Machine Fault Detection Using a Hybrid CNN-LSTM Attention-Based Model

Sensors (Basel). 2023 May 5;23(9):4512. doi: 10.3390/s23094512.

Abstract

The predictive maintenance of electrical machines is a critical issue for companies, as it can greatly reduce maintenance costs, increase efficiency, and minimize downtime. In this paper, the issue of predicting electrical machine failures by predicting possible anomalies in the data is addressed through time series analysis. The time series data are from a sensor attached to an electrical machine (motor) measuring vibration variations in three axes: X (axial), Y (radial), and Z (radial X). The dataset is used to train a hybrid convolutional neural network with long short-term memory (CNN-LSTM) architecture. By employing quantile regression at the network output, the proposed approach aims to manage the uncertainties present in the data.
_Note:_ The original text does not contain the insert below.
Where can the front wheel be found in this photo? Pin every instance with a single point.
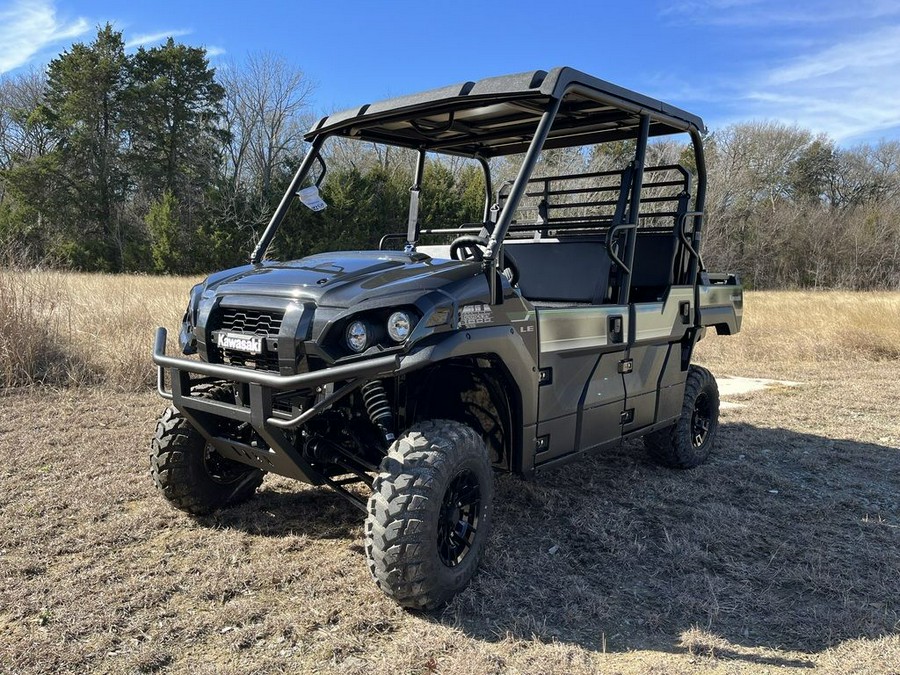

The application of the hybrid CNN-LSTM attention-based model, combined with the use of quantile regression to capture uncertainties, yielded superior results compared to traditional reference models. These results can benefit companies by optimizing their maintenance schedules and improving the overall performance of their electric machines.

Keywords: Savitzky–Golay filter; electrical machines; empirical wavelet transform; fault detection; temporal fusion transformer.